Deflowered amongst the flowers, Polly thought to herself, being not quite out of her teenage poetry stage.

It was a disaster. Making love in a field is almost as
difficult
as doing it in a car, especially if it’s been raining the night before and you have a problem with pollen and what looked like soft grass turns out to be some kind of organic barbed wire. It’s probably just about possible if you’ve brought a groundsheet, a mattress, a blanket, some DDT and a scythe. Otherwise, forget it. Pretty soon Jack’s elbows and knees were in cowpats, Polly’s knickers were in shreds and something with two hundred legs and fifteen sets of teeth had crawled up his backside.

For the second time since they had begun their desperate groping Polly and Jack were forced to put their passion on hold. With Polly’s virginity still pretty much intact, Jack suggested a hotel.

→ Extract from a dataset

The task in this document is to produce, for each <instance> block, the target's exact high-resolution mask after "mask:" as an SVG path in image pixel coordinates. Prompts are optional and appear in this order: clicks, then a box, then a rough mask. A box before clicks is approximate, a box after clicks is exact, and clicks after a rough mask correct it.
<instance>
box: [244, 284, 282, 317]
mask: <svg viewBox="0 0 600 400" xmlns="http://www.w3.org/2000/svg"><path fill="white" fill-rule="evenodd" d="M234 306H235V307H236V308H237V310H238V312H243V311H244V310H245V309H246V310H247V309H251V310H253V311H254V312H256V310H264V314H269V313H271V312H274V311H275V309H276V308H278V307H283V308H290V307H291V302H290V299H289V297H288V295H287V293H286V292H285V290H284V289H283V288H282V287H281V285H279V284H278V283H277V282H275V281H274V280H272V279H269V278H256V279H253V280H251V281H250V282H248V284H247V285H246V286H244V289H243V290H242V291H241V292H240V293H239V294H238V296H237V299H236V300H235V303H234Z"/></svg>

‘OK,’ said Polly, getting up and putting what was left of her knickers back on. ‘But I haven’t got much money, so I’ll have to pay you back later for my half of the bill.’

Jack laughed, feeling a tremendous wave of affection sweep over him for this strangely intense girl. At that point the sun, which had disappeared into some clouds, came out again behind Polly and all of a sudden she was bathed and silhouetted with an almost luminous golden glow. She looked like some kind of pure and lovely teenangel and Jack’s conscience began to trouble him.

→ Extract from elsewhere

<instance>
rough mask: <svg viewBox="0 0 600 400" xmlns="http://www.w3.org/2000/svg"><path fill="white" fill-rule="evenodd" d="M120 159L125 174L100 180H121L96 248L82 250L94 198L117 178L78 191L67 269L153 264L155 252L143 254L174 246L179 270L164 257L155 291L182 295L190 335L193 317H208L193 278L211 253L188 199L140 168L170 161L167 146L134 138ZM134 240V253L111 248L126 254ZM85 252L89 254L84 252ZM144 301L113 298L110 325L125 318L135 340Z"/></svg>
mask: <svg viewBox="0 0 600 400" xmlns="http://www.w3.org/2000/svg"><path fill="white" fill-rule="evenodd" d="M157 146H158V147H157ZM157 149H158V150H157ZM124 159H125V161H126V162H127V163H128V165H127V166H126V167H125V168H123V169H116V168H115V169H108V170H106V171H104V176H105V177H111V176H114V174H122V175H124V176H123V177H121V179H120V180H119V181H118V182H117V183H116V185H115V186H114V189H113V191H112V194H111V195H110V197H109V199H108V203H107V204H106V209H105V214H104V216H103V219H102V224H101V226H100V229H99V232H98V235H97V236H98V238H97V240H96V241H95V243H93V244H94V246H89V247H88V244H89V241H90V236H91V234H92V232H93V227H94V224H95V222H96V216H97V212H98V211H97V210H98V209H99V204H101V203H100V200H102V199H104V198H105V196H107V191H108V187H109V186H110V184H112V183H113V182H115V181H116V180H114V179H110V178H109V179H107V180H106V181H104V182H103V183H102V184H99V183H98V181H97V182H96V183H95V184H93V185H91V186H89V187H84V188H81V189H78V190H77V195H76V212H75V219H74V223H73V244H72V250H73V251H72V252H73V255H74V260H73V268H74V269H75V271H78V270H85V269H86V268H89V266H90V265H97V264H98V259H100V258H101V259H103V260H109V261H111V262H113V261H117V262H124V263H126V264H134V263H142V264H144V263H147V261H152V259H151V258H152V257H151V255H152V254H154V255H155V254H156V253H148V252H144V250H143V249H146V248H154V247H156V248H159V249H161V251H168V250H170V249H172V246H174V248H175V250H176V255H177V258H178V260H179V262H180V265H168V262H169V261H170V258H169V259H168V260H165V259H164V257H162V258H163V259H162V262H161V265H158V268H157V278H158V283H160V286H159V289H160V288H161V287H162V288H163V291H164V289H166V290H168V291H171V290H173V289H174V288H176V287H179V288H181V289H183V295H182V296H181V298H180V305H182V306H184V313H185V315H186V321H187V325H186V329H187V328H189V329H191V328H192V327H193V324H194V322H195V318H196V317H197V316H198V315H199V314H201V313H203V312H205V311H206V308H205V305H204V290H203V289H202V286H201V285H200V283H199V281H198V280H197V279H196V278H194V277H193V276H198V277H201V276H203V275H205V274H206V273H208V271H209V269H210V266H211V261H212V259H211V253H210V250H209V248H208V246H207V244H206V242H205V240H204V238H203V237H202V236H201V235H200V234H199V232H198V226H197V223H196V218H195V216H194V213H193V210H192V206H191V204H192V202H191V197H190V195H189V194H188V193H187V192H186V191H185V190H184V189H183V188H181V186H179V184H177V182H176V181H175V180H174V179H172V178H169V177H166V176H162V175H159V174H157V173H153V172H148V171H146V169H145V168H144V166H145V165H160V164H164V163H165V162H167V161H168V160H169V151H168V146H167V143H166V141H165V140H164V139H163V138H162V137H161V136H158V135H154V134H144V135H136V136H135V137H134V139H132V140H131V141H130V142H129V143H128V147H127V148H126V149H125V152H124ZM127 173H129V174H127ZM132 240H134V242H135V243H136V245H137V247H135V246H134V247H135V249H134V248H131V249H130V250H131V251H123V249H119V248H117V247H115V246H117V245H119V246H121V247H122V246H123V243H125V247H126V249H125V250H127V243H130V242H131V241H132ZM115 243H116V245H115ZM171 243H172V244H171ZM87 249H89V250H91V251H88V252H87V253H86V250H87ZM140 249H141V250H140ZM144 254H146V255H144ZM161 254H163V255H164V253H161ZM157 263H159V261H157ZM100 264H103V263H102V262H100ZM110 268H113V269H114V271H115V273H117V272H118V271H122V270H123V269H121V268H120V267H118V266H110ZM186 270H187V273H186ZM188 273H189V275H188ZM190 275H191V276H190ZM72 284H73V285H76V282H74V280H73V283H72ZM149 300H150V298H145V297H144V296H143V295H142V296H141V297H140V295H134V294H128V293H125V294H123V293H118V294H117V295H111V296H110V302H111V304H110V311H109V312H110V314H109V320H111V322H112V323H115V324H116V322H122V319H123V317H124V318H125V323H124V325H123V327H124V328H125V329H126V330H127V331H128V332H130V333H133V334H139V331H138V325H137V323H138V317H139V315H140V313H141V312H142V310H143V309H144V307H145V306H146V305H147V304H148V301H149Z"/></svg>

‘Polly, how old are you?’ he asked.

‘Seventeen,’ said Polly defensively.

‘Oh, Christ,’ said Jack.

‘But I’m a lot more mature than you, mate,’ Polly added. ‘I know that it’s dangerous to play with guns.’

Seventeen. Jack had been hoping for at least nineteen, possibly twenty, although he knew that twenty would be the absolute limit.

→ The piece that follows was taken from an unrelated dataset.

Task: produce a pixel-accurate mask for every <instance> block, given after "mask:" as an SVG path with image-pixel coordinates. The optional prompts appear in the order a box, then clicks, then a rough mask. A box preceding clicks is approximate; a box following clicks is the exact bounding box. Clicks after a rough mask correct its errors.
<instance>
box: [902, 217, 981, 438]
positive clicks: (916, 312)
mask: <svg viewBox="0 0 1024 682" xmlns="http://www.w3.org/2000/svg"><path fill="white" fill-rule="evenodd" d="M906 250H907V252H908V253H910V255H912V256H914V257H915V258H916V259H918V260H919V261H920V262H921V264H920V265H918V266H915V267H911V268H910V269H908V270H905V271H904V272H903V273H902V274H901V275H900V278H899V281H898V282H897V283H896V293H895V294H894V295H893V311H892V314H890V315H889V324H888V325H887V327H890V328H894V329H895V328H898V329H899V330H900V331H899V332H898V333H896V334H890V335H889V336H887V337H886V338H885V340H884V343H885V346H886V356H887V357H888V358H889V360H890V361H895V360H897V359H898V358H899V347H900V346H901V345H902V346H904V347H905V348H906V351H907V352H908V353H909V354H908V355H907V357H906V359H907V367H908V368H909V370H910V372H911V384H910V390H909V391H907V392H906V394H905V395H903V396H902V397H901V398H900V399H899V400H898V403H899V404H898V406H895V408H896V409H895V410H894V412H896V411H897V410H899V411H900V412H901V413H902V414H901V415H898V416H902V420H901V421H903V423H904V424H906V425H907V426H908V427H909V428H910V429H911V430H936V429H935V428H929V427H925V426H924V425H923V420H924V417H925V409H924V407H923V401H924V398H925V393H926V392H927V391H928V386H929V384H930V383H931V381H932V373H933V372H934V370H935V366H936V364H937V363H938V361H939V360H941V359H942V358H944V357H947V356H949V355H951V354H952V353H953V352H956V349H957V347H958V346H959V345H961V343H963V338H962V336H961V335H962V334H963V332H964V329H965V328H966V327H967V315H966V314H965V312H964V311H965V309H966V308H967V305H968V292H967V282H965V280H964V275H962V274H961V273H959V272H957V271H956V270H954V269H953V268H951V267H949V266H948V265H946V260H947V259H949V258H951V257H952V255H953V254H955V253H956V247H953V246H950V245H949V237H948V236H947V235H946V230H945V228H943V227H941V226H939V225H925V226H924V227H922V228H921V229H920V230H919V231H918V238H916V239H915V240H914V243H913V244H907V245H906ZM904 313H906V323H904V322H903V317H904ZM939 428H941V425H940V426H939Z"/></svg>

‘Polly. I’m thirty-two. I’m fifteen years older than you.’

Polly shrugged.

‘Are you a virgin?’ Jack asked.

‘What if I am?’

It was worse than Jack had thought.

‘I can’t do this to you,’ he said.

Suddenly it was not the sunlight that made Polly glow but righteous indignation. Her cheeks reddened and her eyes took on a fiery glint.

‘Listen, you patronizing bastard,’ she said. ‘You aren’t doing anything
to
me. I do things for myself, all right? If I choose to go to bed with you – or in this case to a field with you – if I choose to use your body for my pleasure, then that’s my business. I am a woman and males do not have a say in my life. In fact, emotionally and politically I’m a lesbian. It just happens to be my misfortune that I fancy men, that’s all.’

Jack had never been overly receptive to radical feminism in the past, but he was warming to it. ‘OK,’ he said.

They got back into the car and drove to a nearby hotel. It was a large, redbrick, eighties place, built on a roundabout in the middle of nowhere with toytown turrets and pastel-coloured Roman pillars in the foyer. Polly wanted to hate the place as a prime example of the reckless urbanization of the countryside, but she
could
not because in fact she found it all desperately romantic. This, considering that the hotel was really just a large carpark with a leisure complex, conference centre and executive miniature golf course attached, Jack found very touching.